Buenos días, Tengo una UPS APC br1000g al momento que no hay corriente y la ups descarga la batería no enciende automáticamente ni apretando el botón de encendido. Sólo enciende si saco el banco de batería no se si hay solución para eso?


----------



## DOSMETROS (Oct 19, 2020)

__





						[Aporte] UPS APC RS500 reparación
					

Estimados del Foro les quiero contar que en mi empresa donde trabajo compraron unas 20 de estas UPS para respaldar los computadores de escritorio, todo andaba bien hasta que comenzaron a dar la siguiente falla, solo funcionaban con la bateria con carga completa y a la hora o menos se apagaban...

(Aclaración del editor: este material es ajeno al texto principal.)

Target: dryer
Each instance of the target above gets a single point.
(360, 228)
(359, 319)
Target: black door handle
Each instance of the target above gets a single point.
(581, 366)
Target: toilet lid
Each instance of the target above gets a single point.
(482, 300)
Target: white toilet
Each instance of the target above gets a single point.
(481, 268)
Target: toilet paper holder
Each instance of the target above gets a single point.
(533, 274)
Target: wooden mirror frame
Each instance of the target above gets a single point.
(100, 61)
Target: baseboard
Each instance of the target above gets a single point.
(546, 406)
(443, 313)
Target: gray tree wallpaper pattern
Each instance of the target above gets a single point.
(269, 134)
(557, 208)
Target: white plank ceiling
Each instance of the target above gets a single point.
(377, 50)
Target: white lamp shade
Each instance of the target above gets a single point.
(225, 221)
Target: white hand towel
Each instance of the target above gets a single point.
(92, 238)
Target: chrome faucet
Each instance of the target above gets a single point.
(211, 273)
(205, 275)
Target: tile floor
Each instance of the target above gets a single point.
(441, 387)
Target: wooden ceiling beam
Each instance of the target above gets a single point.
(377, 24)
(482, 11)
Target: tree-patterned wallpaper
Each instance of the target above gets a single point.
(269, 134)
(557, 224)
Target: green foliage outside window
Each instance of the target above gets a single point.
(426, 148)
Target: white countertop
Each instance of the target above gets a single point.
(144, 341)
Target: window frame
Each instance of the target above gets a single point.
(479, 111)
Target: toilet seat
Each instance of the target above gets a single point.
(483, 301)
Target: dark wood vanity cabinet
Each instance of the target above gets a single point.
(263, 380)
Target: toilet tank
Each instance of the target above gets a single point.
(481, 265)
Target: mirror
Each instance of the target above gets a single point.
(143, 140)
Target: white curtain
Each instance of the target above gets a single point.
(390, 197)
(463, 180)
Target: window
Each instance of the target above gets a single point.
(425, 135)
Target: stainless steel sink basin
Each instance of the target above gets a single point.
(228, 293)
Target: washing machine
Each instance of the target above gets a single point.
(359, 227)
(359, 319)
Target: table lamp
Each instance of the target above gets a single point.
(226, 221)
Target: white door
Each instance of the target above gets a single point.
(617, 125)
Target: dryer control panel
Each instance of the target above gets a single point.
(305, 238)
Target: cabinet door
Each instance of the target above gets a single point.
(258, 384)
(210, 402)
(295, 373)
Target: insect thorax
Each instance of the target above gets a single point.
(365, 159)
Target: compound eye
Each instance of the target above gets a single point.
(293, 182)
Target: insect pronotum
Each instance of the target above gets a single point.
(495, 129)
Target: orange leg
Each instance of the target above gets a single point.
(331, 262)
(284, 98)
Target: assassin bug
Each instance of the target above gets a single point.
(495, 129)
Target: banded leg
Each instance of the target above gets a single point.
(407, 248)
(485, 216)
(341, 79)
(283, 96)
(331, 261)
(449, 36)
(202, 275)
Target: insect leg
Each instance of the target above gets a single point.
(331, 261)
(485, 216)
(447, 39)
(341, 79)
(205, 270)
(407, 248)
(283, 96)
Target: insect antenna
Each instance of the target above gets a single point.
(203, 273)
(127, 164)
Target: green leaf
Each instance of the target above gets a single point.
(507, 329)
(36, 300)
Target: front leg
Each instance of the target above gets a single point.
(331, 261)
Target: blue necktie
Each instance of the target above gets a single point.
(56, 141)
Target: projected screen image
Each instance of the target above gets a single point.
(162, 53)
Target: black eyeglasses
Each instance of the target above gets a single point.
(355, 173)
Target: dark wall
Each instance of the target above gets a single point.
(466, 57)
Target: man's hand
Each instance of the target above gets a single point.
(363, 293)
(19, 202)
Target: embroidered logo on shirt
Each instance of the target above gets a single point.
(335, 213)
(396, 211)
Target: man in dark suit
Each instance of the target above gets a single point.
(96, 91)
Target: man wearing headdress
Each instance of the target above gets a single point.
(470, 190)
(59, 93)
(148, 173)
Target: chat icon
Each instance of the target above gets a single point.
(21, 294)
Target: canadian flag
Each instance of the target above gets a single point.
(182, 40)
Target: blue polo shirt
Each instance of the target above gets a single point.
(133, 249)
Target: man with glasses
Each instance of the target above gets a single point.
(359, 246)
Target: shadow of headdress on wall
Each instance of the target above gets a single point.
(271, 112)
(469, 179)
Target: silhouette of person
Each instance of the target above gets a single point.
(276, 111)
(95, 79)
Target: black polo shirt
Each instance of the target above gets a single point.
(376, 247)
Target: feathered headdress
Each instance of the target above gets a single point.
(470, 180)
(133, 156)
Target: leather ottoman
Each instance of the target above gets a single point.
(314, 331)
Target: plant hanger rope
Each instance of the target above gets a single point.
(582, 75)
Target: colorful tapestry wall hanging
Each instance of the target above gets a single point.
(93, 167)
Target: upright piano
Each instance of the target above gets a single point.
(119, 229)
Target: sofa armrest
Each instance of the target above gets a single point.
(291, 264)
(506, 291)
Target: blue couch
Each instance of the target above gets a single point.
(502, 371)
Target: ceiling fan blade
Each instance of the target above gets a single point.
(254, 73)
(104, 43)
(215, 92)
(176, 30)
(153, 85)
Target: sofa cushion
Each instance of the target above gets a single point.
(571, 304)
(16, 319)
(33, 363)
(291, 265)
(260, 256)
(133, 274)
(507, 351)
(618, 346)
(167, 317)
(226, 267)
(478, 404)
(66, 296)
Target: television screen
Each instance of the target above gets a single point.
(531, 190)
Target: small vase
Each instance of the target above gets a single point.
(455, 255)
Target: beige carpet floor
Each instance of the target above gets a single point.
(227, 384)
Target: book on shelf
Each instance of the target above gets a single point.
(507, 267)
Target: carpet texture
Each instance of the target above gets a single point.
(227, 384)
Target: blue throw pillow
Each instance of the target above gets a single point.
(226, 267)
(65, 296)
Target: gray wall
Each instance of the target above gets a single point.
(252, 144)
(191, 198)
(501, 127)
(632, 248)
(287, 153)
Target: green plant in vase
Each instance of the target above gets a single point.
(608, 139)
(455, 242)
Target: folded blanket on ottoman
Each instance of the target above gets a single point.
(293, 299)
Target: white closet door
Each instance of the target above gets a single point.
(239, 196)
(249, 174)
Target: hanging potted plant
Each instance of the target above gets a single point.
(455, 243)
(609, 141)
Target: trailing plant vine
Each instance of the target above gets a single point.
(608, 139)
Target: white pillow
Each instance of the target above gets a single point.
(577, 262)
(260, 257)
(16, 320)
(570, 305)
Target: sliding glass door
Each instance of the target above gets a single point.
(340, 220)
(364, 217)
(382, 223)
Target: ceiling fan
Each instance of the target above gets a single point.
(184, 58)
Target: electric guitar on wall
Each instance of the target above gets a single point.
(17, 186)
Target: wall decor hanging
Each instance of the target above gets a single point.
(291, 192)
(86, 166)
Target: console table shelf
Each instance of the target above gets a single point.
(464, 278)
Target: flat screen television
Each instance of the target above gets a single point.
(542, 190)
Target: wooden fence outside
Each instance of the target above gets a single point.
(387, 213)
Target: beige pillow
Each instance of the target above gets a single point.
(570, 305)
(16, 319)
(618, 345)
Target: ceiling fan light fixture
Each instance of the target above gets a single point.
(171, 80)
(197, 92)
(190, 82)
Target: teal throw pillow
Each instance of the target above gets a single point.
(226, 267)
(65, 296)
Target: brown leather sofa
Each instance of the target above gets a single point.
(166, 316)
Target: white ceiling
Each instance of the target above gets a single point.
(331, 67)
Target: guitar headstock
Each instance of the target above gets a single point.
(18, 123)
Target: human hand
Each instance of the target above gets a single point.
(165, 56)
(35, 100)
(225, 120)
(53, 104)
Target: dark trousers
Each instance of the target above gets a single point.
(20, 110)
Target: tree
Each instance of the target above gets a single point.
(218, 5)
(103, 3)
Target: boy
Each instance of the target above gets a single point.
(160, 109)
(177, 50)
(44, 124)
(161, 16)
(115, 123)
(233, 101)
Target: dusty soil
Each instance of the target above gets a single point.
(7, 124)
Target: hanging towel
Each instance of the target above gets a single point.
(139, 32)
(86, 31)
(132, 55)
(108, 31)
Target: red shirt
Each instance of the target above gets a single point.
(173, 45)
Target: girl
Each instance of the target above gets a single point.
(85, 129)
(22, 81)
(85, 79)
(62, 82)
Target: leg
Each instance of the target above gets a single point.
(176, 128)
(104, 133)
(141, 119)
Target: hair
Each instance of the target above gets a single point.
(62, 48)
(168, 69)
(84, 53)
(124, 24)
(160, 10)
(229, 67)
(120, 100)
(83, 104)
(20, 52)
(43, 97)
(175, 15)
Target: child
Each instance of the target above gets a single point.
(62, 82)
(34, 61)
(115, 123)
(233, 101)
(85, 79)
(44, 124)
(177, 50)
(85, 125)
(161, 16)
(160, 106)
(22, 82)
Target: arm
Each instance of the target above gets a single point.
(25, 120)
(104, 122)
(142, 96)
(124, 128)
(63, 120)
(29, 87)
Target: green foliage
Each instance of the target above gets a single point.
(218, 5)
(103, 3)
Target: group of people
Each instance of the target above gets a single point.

					www.forosdeelectronica.com
				




Aqui el manual de servicio :





__





						[Aporte] Manual de Servicio APC Smart-UPS® RT
					

Ahí va oro en polvo, casi imposible de conseguir....impriman !!! un aporte ...




					www.forosdeelectronica.com


----------



## jaen2190 (Oct 19, 2020)

Lei el tema pero en mi caso la ups si enciende cuando saco el banco de batería y vuelvo a colocarla.


----------



## DOSMETROS (Oct 20, 2020)

Si , me había equivocado con el link , que de todas maneras te sirve , fijate el segundo link que te había agregado :





__





						[Aporte] Manual de Servicio APC Smart-UPS® RT
					

Ahí va oro en polvo, casi imposible de conseguir....impriman !!! un aporte ...




					www.forosdeelectronica.com


----------



## Joseeelias03 (Mar 5, 2021)

Buenas noches tengo un problema con mi UPS marca forza, se quemaron los dos transistores irf 3205 y los remplace pero ahora me da una falla, después de dos horas funcionando pasa a funcionar con la batería como si se hubiese ido la luz, que puedo hacer para solucionarlo


----------



## DOSMETROS (Mar 6, 2021)

Revisa el circuito de disparo , lee por mas arriba en el post por favor !


----------